From the moment Princess Leia first stepped on screen, it was clear that she was not someone to be silent or pushed around. As she is brought before Darth Vader, Leia does not hesitate to speak up to him, pointing out how his actions could cause uproar within the Senate. Her character from there is seen as bold, unapologetic, and clever. Even when playing as “the damsel in distress,” Leia is the character to take the lead, issuing orders to Han Solo and Luke Skywalker while they are saving her and doing her best to get her team out of sticky situations. She is arguably one of the strongest characters of the franchise. Despite losing her home planet to the Death Star, it is Leia who comforts Luke Skywalker over the loss of his mentor, Ben Kenobi. It is also Leia who keeps pushing the Rebellion forwards, despite her numerous losses.

Audiences of all ages are captivated by her because of this. Even early audiences of the franchise were not critical of her lack of stereotypical femininity, despite the fact that she was initially advertised as a sexy helpless princess in the first movie posters. Star Wars: A New Hope was one of the first movies to really show that audiences wanted more unique female characters on screen.

“[Princess Leia] did open a window in the industry for herself, and girls have wanted to grow up to be like her,” Nileshwar stated. “She opened that demographic in movies and that’s why now  we have many female-oriented action movies. Carrie Fisher was a big feminist during her time of being Princess Leia, so that probably helped as she has the platform to be vocal.”

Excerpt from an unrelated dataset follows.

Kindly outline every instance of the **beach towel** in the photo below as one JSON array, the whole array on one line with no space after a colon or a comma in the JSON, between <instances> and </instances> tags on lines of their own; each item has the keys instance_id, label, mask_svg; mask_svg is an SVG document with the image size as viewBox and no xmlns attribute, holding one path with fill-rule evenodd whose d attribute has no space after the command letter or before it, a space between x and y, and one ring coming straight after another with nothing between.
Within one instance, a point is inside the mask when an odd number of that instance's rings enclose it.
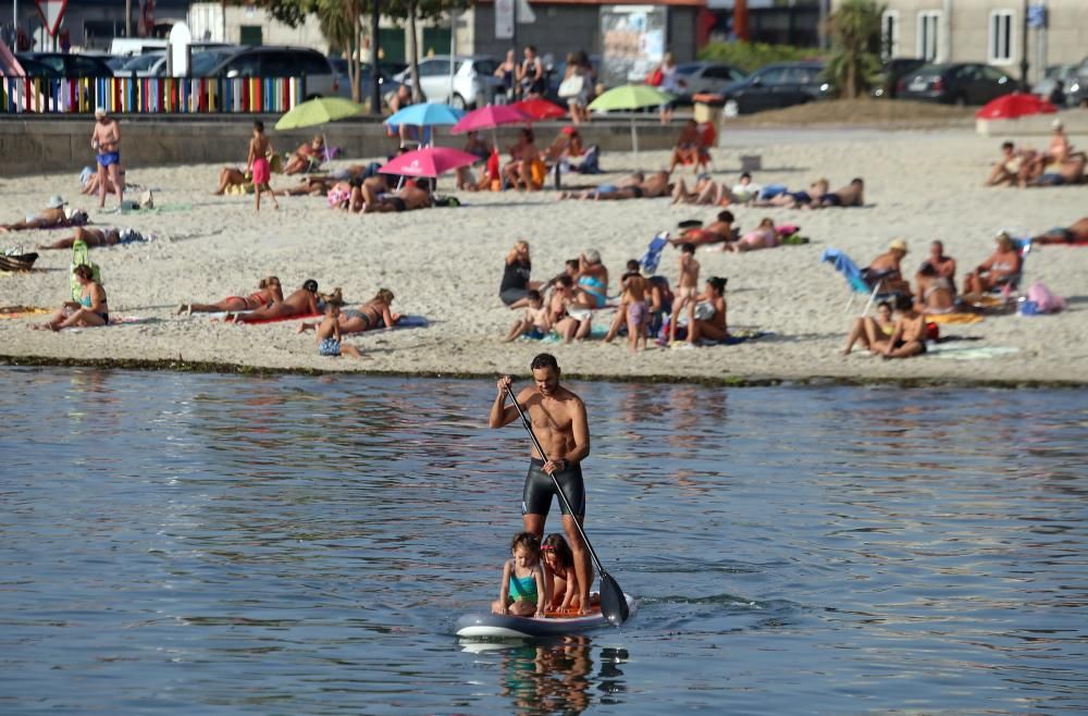
<instances>
[{"instance_id":1,"label":"beach towel","mask_svg":"<svg viewBox=\"0 0 1088 716\"><path fill-rule=\"evenodd\" d=\"M642 270L648 274L654 275L657 273L657 267L662 262L662 251L665 247L669 245L669 233L663 231L650 242L650 246L646 248L646 252L642 255L639 259L639 266Z\"/></svg>"}]
</instances>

Even in Leia’s latest appearance in Star Wars: The Force Awakens, the character has not changed one bit, other than having her title changed from Princess Leia to General Organa. Star Wars’ strong female characters don’t stop with her either. Padmé Amidala (from the Star Wars prequels), Ahsoka Tano (from Star Wars: The Clone Wars and Star Wars Rebels), Rey (from Star Wars: The Force Awakens), and Jyn Erso (from Star Wars: Rogue One) are all examples of Star Wars heroines with personalities that defy the tranquil, silent and/or seductive nature of female characters in Hollywood. They take the tasks into their own hands, running in with blasters blazing and voices loud and clear. It’s not like Star Wars recycled personalities from previous characters either; each female character has her own unique way of presenting her strength.

The push that these characters have made for female representation in cinema is incredible, but it’s important to remember that we are still quite far from a satisfactory representation of diverse and unique female characters in cinema. Numerous movies still do not pass various cinematic analysis tests, such as the Bechdel Test (which asks whether at least two named female characters talk about something other than men), the sexy lamp test (which asks if replacing female characters with sexy lamps would affect the plot or not) and the Mako Mori test (which asks if there is at least one female character present who gets her own narrative arc that is not about supporting a man’s story). This does not mean that every film with good female representation must pass all of these tests, but the fact that many movies do not pass any of them is quite alarming.

This is why Star Wars is such an important franchise. It is such clear proof that a diverse and international audience appreciates well-written and unique female characters. It has pushed Hollywood into taking a new look at women in films, and will hopefully continue to pioneer the appeal of strong female characters. This however can only be achieved ultimately with the help of the fans; go and watch movies that present good female characters. Be critical of movies that don’t. Show the industry that representation matters in a good movie, because without that, we’ll just keep getting movies that can easily replace women with vegetables without affecting the movie’s plot.